Hepsi. Hiçbiri ben değilim, çoğu bana yakın bile değil. Sadece merak ettiğim hikâyeler, ki bazılarını ne kadar merak ettiğimi bile oynarken öğrendim. Size ait olmayan, bilmediğiniz her duygu, tepki ilginçtir. Bunun illa güzel olması gerekmez, en büyük yanılgı bu. Sadece iyi şeyleri istemeyiz. İçerde bir yerde korktuğumuz ve utandığımız şeyleri daha çok merak ederiz. O yüzden hepsi tatmin ediciydi ve aynı oranda zordu.
Neler izlemekten hoşlanırsın, ne tür bir rol gelse asla reddetmem dersin?
Suç hikâyelerine ve fantastik hikâyelere takıntılıyım. Hele de ikisi birlikteyse, seremoni eşliğinde ve tekrar tekrar izliyorum. Buz gibi gerçekçi işler de günümüz dünyasında biraz fantastik sayılır, aynı his onlar için de geçerli. İyi yazılmış bir suç hikâyesine asla hayır diyemem.
Bir oyuncu olarak sanat ve moda arasındaki ilişkiyi nasıl görüyorsun? Moda senin için ne ifade ediyor?
Modaya bayılıyorum; başlangıçta kendimden emin değildim ama kendimi keşfettikçe ve yorumladıkça yakınlaştığım bir dünya oldu benim için. Sanat gibi moda da özgün olduğunda anlam kazanıyor. Çocukken müthiş bir özgürlükle birleştiriyoruz parçaları, bir ifade biçimi olarak kullanıyoruz giyinmeyi. Sonra bir dönem ve trendleri takip ediyorsun. Şu an ise hepsini bir araya getirdiğim bir dönemdeyim ve tadını çıkartmaya başladım.
Modayı “yıldız”lardan ayrı düşünemeyiz? Senin moda ikonların var mı?
Alexa Chung, Elsa Hosk, Jane Birkin, Audrey Hepburn.
Gündelik hayatında minimal ve sofistike bir tarza sahipsin. Kişisel tarzını nasıl tanımlarsın? Hangi tarzlar/akımlar seni daha çok kendine çekiyor?

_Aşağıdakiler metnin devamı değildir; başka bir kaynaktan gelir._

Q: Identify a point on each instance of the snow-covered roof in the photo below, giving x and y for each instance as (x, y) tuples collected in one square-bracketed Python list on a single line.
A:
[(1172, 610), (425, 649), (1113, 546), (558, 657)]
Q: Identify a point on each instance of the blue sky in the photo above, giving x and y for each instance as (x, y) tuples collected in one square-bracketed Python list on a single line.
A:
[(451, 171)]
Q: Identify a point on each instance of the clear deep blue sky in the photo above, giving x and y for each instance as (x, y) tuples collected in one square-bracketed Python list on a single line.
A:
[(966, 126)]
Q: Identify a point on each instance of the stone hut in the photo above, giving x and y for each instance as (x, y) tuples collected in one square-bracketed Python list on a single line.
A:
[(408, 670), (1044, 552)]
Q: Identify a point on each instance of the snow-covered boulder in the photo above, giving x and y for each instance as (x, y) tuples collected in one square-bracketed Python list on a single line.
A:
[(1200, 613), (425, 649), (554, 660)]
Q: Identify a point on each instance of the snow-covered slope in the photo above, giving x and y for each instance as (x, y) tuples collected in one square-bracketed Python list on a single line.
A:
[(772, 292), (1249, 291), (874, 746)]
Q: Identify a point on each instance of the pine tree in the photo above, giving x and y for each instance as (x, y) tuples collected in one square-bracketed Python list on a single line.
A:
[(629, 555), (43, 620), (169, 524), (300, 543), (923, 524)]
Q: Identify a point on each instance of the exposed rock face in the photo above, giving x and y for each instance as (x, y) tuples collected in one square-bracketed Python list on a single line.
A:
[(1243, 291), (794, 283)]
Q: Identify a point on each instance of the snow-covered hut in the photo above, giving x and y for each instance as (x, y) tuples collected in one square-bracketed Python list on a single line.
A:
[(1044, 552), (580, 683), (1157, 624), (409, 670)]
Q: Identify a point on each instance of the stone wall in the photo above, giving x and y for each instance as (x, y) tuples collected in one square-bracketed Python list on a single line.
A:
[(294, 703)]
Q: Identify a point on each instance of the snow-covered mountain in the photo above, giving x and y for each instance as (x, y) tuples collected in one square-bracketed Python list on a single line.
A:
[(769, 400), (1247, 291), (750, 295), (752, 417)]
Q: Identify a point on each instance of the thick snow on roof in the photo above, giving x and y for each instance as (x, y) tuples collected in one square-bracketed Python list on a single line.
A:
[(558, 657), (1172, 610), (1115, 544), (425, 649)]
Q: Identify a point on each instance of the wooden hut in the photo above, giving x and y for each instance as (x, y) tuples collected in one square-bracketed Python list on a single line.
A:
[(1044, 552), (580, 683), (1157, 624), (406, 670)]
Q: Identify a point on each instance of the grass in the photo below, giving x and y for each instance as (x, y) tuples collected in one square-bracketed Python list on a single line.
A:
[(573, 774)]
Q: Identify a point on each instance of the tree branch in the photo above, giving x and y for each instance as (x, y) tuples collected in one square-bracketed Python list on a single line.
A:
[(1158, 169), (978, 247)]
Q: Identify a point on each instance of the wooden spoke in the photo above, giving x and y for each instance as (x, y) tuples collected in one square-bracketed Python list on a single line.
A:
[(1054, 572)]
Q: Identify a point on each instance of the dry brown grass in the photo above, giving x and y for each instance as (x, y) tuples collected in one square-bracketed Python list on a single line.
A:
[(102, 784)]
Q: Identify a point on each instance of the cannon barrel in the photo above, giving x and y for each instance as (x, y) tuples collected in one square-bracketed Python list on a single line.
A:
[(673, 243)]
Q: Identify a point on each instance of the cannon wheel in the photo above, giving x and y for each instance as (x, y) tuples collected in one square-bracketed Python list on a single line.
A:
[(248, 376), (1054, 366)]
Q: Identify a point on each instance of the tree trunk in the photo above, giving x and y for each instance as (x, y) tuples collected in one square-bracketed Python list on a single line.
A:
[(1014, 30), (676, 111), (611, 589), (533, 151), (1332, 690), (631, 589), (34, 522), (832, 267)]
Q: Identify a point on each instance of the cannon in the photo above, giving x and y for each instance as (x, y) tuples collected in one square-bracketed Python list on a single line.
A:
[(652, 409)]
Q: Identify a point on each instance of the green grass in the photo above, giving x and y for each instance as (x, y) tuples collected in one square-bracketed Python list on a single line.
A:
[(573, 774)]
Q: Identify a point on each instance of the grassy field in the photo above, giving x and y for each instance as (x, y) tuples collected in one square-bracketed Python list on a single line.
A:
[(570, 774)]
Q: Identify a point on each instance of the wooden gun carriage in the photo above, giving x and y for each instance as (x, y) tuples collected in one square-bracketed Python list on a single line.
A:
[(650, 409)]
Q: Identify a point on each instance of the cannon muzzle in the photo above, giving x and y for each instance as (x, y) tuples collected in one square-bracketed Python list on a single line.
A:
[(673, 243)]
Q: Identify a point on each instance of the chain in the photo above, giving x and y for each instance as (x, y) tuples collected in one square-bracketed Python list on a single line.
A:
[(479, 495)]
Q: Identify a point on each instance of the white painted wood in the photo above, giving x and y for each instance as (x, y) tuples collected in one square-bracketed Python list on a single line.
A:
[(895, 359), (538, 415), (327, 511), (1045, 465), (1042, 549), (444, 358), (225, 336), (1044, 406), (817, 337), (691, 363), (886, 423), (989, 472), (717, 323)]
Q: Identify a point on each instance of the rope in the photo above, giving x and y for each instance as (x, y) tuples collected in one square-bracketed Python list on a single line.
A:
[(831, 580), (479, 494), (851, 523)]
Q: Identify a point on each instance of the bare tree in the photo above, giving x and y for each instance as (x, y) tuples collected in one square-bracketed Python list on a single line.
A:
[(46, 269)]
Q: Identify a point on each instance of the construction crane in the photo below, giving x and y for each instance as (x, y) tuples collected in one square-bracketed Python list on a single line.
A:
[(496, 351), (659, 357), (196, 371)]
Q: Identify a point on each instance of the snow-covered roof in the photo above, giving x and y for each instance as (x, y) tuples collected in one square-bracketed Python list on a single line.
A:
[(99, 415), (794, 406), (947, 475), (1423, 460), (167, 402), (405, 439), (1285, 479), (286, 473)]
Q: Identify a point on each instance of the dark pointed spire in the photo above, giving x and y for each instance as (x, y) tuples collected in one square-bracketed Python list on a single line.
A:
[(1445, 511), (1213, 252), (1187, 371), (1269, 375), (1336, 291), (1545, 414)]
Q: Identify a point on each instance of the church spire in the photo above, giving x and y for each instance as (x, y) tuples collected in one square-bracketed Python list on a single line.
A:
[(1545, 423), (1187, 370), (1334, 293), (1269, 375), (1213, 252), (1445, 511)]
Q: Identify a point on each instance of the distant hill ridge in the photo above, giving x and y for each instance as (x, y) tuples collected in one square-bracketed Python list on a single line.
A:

Mutlu hissetmediğim bir şeyin içinde iyi görünemeyeceğim gerçeğini baz alıyorum öncelikle. Ama mutlu hissetme skalam geniş olduğu için bu kısıtlayıcı bir tavır oluşturmuyor stilimde. Farklı tarzları birlikte kullanmayı seviyorum, mutlaka renkli bir parça ekliyorum. Çok net görüntülerden ziyade biraz karışıklık yaratmak istediğim doğal görünümü besliyor.
Kariyerine dair en büyük hayalin nedir?
Mesleğimi yaparken mutlu olmaya ve gelişmeye devam edebilmek.